In arithmetic sequences, the common difference is a crucial concept. It determines the amount you add to each term to get the next one. You can find it by subtracting any term from the succeeding one. For example, consider the sequence \(-75, -68, -61, -54, \dots\). Here, subtract -75 from -68 and find the **common difference** to be 7.

• This value, 7, remains constant throughout the sequence.
• Every time you move from one term to the next, you simply add this value.

The consistency of the common difference is what makes the sequence arithmetic. If you're ever unsure if a sequence is arithmetic, check if this difference is the same between all consecutive terms.

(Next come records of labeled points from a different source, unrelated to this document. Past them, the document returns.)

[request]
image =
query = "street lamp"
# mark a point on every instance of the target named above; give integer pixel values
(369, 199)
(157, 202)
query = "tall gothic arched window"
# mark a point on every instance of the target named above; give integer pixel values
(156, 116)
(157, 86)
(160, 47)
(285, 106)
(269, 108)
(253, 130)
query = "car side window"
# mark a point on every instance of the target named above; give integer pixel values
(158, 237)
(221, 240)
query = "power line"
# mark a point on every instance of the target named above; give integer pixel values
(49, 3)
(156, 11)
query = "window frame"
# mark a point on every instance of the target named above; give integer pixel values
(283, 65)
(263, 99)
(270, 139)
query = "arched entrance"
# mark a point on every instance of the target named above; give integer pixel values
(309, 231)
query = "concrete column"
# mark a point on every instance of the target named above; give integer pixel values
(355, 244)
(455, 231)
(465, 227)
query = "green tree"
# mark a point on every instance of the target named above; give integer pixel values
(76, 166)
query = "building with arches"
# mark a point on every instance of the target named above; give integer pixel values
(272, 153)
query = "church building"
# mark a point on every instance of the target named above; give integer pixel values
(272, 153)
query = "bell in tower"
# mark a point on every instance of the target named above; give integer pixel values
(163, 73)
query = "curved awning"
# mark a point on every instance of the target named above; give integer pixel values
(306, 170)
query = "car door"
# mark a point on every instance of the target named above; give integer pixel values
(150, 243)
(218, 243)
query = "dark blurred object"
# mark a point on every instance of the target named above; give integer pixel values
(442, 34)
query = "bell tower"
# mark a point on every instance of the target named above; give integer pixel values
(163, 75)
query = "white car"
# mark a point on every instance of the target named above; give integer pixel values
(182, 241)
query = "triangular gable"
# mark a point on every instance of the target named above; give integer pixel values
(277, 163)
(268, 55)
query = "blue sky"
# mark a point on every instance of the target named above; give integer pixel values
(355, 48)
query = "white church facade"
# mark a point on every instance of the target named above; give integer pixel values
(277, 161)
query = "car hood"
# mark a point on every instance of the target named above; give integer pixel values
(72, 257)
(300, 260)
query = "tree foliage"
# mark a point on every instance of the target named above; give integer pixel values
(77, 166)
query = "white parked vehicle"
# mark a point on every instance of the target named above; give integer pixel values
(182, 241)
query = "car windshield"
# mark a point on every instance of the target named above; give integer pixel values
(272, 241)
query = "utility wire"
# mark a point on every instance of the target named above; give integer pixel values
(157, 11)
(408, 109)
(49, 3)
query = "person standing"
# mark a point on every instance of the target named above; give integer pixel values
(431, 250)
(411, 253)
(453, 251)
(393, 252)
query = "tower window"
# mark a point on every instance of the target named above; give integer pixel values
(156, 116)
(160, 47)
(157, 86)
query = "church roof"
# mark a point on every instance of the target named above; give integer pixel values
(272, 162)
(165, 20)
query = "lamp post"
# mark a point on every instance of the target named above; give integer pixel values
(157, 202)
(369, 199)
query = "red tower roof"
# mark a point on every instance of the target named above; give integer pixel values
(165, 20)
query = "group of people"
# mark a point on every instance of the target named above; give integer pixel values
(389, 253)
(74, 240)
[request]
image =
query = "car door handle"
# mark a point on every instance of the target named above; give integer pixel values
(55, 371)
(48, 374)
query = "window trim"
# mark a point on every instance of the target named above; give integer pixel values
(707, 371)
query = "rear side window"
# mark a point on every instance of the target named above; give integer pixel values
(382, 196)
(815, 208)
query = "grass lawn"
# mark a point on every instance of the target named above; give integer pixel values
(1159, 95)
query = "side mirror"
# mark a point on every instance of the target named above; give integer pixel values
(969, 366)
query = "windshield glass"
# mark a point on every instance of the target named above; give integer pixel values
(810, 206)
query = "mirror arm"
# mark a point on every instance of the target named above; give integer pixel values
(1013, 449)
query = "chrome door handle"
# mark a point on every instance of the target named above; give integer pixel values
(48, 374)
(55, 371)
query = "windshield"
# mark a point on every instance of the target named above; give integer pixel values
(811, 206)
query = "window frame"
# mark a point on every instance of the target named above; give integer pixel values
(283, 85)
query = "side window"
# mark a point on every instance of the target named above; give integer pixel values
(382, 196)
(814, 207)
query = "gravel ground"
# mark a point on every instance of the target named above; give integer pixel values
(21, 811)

An explicit formula allows you to find the nth term of an arithmetic sequence directly. You do not need to know the previous term, making calculations quick and straightforward. The formula looks like this: \[ a_n = a_1 + (n - 1) \, d \] where:

• \(a_1\) is the first term of the sequence.
• \(n\) is the term position you want to find.
• \(d\) is the common difference.

Let's apply it to our sequence. With \(a_1 = -75\) and \(d = 7\), the formula becomes:\[ a_n = -75 + (n - 1) \, 7 \]You can use this formula to find any term in the sequence without prior terms. Just plug in the value of \(n\).

A recursive formula defines each term of an arithmetic sequence by referring to the previous term. It is like a guiding step-by-step instruction. For an arithmetic sequence, the recursive formula is:\[a_n = a_{n-1} + d\]where:

• \(a_{n-1}\) is the term before \(a_n\).
• \(d\) is the common difference.

For our sequence, we substitute \(d = 7\), so the formula becomes: \[a_n = a_{n-1} + 7\] with \(a_1 = -75\).This formula is handy when you want to build a sequence iteratively. Start from \(a_1\) and keep adding 7 to find the next terms.

The nth term of an arithmetic sequence represents any position in the sequence without needing to list all the previous terms. You can use either the explicit formula or the recursive formula to find it.

• If you need the nth term quickly, the explicit formula is your best bet as it only requires knowledge of the sequence's first term and common difference.
• If you are generating terms sequentially, the recursive formula is more practical as it builds from the preceding term.

By having both formulas at your fingertips, you can tackle tasks and problems involving the nth term of arithmetic sequences efficiently. Remember in our example, using the explicit formula: \[ a_n = -75 + (n - 1) \, 7 \]allows you to compute any term directly, saving steps and making calculations faster.